Our Hospitality division has also embarked upon a rebranding programme under the “One Rendezvous” initiative, aimed at strengthening the brand equity and enhancing the value proposition of our hotels. This new brand structure, in which the existing Marque hotels will be rebranded as Rendezvous, should lead to greater awareness among our target market segments and result in better coherence when engaging with our core customers.

With good progress made in transforming our Hospitality division, we are exploring additional ways to add value to the Rendezvous brand and our hotel network. This may involve strategic partnerships, potential acquisitions of assets in key Asia Pacific cities and other such value generating initiatives.

WBL CORPORATION LIMITED

During 2011, our interest in WBL Corporation Limited decreased slightly to 17.3% from 17.8% the year before, due to the conversion of outstanding convertible bonds that led to an increase in the total outstanding share capital of WBL. All four of WBL's core divisions comprising Technology, Automotive, Property and Engineering and Distribution performed profitably for the financial year ended 30 September 2011. WBL paid out a total dividend of 10 cents per share in 2011.

DIVIDENDS

We are pleased to inform shareholders that we will be increasing our interim dividend payout to four cents per share for FY2011 in view of the better performance of the Group in FY2011 compared to FY2010. This is consistent with our goal of working towards a fair and sustainable dividend policy, as our businesses are transformed and value is unlocked.

2012 AND BEYOND

At the time of writing, 2012 appears to be a year of uncertainty for the global economy. Although progress has been made in Europe in dealing with the crisis, and there are signs of improvement in the US economy, the US and Europe are still both dealing with unprecedented debt burdens. Austerity programs are also being implemented in Europe. Climate change has affected countries such as Japan, Australia and Thailand, contributing to business disruptions and in some instances, personal tragedies. The political situation in the Middle East remains volatile, contributing to higher oil prices and in countries where GDP growth has been high, many of their governments are now working to slow growth down so as to avoid a huge wealth divide. We see this in China and Singapore as evidenced by greater government economic intervention and higher taxes. For these reasons, we remain cautious about the prospects for the year before us.
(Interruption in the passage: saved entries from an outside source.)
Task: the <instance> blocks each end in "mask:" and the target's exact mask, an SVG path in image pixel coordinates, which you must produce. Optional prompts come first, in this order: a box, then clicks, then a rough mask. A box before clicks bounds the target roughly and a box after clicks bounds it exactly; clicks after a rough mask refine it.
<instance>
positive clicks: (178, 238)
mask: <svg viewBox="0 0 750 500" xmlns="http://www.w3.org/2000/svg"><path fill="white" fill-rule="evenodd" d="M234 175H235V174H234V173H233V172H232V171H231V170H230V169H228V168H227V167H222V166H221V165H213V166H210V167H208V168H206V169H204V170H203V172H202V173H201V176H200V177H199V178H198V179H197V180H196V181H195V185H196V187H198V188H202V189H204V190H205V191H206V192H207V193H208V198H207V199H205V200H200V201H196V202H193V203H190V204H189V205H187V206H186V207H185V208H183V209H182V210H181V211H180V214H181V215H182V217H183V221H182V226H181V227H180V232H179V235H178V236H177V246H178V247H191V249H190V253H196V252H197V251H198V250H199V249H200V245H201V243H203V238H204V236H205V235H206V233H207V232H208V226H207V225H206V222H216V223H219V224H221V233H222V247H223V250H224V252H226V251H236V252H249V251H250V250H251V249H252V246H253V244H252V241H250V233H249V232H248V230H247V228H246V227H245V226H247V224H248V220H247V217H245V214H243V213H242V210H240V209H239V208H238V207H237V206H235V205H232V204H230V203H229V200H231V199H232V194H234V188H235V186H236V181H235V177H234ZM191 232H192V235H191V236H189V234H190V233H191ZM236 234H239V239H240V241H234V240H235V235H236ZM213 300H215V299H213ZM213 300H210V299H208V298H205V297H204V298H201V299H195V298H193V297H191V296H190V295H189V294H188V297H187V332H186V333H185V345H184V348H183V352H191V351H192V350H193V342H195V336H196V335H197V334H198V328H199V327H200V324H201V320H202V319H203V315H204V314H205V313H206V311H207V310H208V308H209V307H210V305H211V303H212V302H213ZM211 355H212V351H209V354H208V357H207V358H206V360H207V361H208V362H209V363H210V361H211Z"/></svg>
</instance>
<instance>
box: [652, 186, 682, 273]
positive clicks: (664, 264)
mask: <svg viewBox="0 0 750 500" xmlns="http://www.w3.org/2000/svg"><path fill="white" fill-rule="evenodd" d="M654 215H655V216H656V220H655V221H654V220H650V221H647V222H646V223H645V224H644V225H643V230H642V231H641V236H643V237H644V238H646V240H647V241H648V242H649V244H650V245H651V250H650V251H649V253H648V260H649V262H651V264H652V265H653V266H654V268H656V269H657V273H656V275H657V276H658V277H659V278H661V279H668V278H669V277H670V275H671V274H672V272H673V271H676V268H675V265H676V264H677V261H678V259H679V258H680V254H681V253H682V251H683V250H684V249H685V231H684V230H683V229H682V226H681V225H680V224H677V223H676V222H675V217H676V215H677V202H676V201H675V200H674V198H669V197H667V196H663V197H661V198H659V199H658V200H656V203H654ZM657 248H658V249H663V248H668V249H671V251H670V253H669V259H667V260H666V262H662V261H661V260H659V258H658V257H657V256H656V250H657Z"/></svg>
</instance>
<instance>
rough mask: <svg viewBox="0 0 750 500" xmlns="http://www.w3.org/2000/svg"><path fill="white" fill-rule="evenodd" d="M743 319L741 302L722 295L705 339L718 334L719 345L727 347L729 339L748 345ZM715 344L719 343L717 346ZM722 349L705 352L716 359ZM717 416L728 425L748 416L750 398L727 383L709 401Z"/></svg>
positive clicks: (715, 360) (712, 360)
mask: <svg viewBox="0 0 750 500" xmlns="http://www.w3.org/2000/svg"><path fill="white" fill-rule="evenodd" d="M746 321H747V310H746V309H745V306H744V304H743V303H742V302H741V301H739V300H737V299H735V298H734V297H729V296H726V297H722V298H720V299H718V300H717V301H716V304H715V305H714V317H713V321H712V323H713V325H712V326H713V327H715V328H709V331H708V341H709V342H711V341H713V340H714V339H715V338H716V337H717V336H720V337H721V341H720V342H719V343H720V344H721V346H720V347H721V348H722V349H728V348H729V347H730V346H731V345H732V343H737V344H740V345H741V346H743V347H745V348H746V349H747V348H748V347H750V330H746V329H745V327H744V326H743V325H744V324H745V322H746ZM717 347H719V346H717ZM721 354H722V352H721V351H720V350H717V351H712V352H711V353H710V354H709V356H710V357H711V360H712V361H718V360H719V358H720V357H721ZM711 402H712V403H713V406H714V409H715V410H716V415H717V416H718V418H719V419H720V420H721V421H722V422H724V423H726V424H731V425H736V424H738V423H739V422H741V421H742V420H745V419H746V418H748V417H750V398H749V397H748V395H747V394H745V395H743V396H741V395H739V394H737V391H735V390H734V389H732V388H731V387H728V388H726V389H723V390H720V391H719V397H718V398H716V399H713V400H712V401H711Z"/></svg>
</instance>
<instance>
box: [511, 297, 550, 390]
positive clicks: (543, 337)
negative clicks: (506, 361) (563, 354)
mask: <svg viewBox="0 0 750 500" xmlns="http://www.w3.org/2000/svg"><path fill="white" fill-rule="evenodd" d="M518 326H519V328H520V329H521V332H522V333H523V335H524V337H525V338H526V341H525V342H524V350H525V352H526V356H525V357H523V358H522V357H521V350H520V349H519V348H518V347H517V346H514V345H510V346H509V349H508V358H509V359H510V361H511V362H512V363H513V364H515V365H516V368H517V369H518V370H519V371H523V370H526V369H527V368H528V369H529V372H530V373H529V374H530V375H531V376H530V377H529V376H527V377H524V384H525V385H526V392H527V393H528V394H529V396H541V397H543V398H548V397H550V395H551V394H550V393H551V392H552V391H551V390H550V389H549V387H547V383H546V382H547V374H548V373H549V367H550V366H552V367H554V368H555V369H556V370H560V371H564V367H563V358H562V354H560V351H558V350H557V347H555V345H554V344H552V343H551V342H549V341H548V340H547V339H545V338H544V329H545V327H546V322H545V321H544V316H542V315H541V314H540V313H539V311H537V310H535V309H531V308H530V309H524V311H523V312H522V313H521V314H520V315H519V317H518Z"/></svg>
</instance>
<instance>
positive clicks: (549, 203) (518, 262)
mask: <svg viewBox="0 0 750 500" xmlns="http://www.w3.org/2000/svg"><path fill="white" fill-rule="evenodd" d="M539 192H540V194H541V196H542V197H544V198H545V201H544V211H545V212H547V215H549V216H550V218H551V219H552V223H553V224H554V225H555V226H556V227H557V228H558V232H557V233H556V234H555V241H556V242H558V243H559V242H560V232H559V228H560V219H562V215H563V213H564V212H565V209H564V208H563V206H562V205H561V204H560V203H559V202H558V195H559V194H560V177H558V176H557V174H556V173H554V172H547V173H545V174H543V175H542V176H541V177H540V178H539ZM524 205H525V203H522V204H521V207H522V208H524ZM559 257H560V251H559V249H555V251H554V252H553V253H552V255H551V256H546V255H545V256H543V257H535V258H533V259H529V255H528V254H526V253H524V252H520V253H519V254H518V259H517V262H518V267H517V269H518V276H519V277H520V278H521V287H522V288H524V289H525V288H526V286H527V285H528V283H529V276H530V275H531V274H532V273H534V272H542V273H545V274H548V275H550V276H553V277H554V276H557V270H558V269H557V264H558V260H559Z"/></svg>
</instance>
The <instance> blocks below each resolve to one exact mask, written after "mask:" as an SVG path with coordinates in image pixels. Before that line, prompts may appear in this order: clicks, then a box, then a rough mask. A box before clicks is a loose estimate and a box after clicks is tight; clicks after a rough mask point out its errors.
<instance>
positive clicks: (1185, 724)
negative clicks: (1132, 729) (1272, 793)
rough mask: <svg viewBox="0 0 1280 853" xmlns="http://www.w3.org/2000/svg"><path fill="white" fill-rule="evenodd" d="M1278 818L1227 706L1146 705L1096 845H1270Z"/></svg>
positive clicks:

However Straits Trading is in very good shape to meet the challenges ahead. We have a sound portfolio of good quality assets and projects, a lean organisation as well as businesses that are adequately funded and backed by a strong balance sheet and a clear strategy for delivering value.

Some of the initiatives for 2012 include reviewing plans for our land-bank in Butterworth, developing our 3 remaining undeveloped GCB plots, as well as making additional value-accretive investments in our Hospitality division.

2012 also marks a significant milestone in the history of our company, being our 125th year of existence. With our pedigree and long history, we are quietly confident of definitively transforming our company to seize the opportunities ahead and reinforce our position as a leading corporate stalwart.

NEW ADDITIONS TO THE EXECUTIVE TEAM

We are pleased to welcome Mr Mark Greaves who joined Straits Trading in September 2011, as Adviser to the Chairman's Office. This appointment complements the formal establishment of the Chairman's Office within Straits Trading as a strategic planning and corporate development platform for the Group as a whole. Mr Greaves' role is to assist the Chairman's Office with major corporate and strategic issues.

We would also like to welcome on board Mrs Diana Ee-Tan as Adviser to our Hospitality division. Mrs Ee-Tan, a veteran in the hospitality industry will be advising our overseas hospitality businesses in matters of strategic importance.

I wish to extend my heartfelt thanks to my fellow Directors, our valued shareholders, advisers, business associates, clients, customers and financiers for their steadfast support. I would also like to express our sincere appreciation to the management and staff for their contribution, dedication and commitment to the continued progress and prosperity of The Straits Trading Group.